Dès le début de "One Hundred Years", comme une annonce honnête, c'est la batterie qui s'impose. Sur tout l'album, elle sera l'instrument la plus implacable, la plus tribale, celle qui semblera le plus surgie des Enfers. Les cordes la rejoigne : la guitare fait tourner sa mélodie, cercle de fumée et de notes qui encercle immédiatement l'auditeur et le plonge dans son tournis. Là aussi, sur tout l'album, les guitares et basses seront les Chamans, le vrai langage du sentiment de perdition absolu des membres du groupe, et c'est pourquoi les notes sont tantôt sèches et précises, tantôt embrouillées dans une mesure sans temps prolongé. Finalement, elles sont bien plus explicites que les paroles de Smith, surgissant de la pénombre, et associant d'emblée son absence de désespoir à sa voix fantomatique (plus inspirée par Ian Curtis, tout en restant très sous-jacente dans sa peine). Le paysage est ancré, et ne bougera que vers les zones d'ombre totale. Il est à l'image de la pochette, se concentrant sur l'évocation et l'empathie noire. "One Hundred Years" est donc à la fois une grande chanson et un exemple d'ouverture d'album !

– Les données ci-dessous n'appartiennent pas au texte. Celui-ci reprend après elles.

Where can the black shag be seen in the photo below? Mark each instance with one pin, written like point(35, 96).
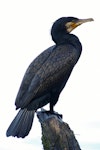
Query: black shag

"A Short Therm Effect" (la seule que je trouve un peu en deçà, les autres se maintenant au moins à un niveau équivalent), "The Hanging Garden" et "Siamese twins" restent dans la même veine, avec certains frénétismes. Tantôt la guitare se laisse aller à gratter plus fort, tantôt la batterie frappe par surprise comme une sentence furieuse, tantôt la voix de Smith passe du canal gauche à droite en hurlant l'édification des murs sentimentaux. Toujours cette noirceur chaude sur la forme, par la densité du son, et cette glace blanche sur son fond, par la pureté de leur désespoir, son absence de tricherie et son utilisation totale dans leur art.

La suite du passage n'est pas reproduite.